Ni Aolain, who is the UN Special Rapporteur on the Promotion and Protection of Human Rights and Fundamental Freedoms while Countering Terrorism, added that the detainees have also had inadequate access to family either by in-person visits or calls.
"The totality of all of these practices and omissions ... amounts in my assessment to ongoing cruel, inhuman and degrading treatment under international law," she said.
The UN special rapporteur added that Washington has so far done nothing to address the rights violations related to the detainees, including their secret seizure and transfer or rendition to Guantanamo in the early 2000s and the extensive torture methods used by US operatives in the first years following the September 11 attacks.
"The systematic rendition and torture at multiple (including black) sites and thereafter at Guantanamo Bay, Cuba ... comprise the single most significant barrier to fulfilling victims' rights to justice and accountability," the UN special rapporteur said, adding that accountability includes apologies, full remedy and reparations for "all victims."
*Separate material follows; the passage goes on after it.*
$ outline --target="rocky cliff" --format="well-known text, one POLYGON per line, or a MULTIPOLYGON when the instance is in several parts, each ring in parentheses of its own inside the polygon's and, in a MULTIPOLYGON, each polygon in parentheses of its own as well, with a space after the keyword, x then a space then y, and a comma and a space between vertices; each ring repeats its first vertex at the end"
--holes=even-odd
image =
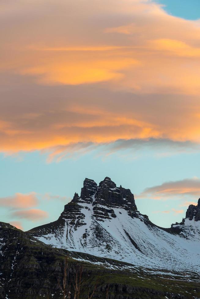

Stressing that closure of the prison "remains a priority," the UN expert said, "The US government must ensure accountability for all violations of international law, both for victims of its counterterrorism practices, present and former detainees, and victims of terrorism."
The UN expert said, "Every single detainee I met with lives with the unrelenting harms that follow from systematic practices of rendition, torture and arbitrary detention," citing "the undue use of restraints and near constant surveillance as current shortcomings."
The Guantanamo Bay prison was set up in 2002 by then US President George W. Bush and held about 800 inmates at its peak before the number started to shrink. Some 30 prisoners are still languishing there.
President Joe Biden had promised to close the facility but has yet to present a plan to do so. Human rights advocates are increasingly frustrated with Biden for failing to deliver on his pledge to close the prison, leaving inmates languishing in the notorious offshore detention center with no end in sight.